DocScout-MCP

Give your AI assistant a reliable map of your entire GitHub organization.
An MCP server written in Go that continuously scans your GitHub org, builds a persistent knowledge graph from manifests and docs, and exposes it to Claude, Cursor, Copilot, Gemini CLI, and any other MCP-compatible AI — with zero hallucinations.

The Problem
Your AI assistant knows nothing about your internal services. Every time you ask "which teams own the payment service?" or "what breaks if I take down the DB?", it either hallucinates or burns tokens scanning dozens of repos.
DocScout-MCP solves this by pre-computing the answer graph and serving it deterministically over MCP.
How It Works
graph LR
GH["GitHub Org\n(repos, manifests, docs)"]
S["Scanner\n(concurrent, retry-safe)"]
P["Parsers\ngo.mod · pom.xml · package.json\nCODEOWNERS · catalog-info.yaml\nDockerfile · Helm · Terraform · OpenAPI"]
G["Knowledge Graph\nSQLite · PostgreSQL"]
AI["AI Clients\nClaude · Cursor · Copilot · Gemini"]

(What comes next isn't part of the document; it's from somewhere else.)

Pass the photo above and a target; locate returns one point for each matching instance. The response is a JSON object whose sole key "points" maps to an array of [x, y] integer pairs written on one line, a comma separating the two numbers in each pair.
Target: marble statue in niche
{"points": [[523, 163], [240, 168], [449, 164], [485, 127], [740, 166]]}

GH -->|"GitHub API + Webhooks"| S
S --> P
P -->|"entities + relations"| G
G -->|"26 MCP tools"| AI
- Scan — Crawls every repo in your org: docs, manifests, infra files, and root tooling files. Repeats on a configurable interval and reacts to GitHub webhooks for instant updates.
- Parse — Extracts services, owners, dependencies, and relations from
go.mod, pom.xml, package.json, CODEOWNERS, catalog-info.yaml, MCP config files, and more.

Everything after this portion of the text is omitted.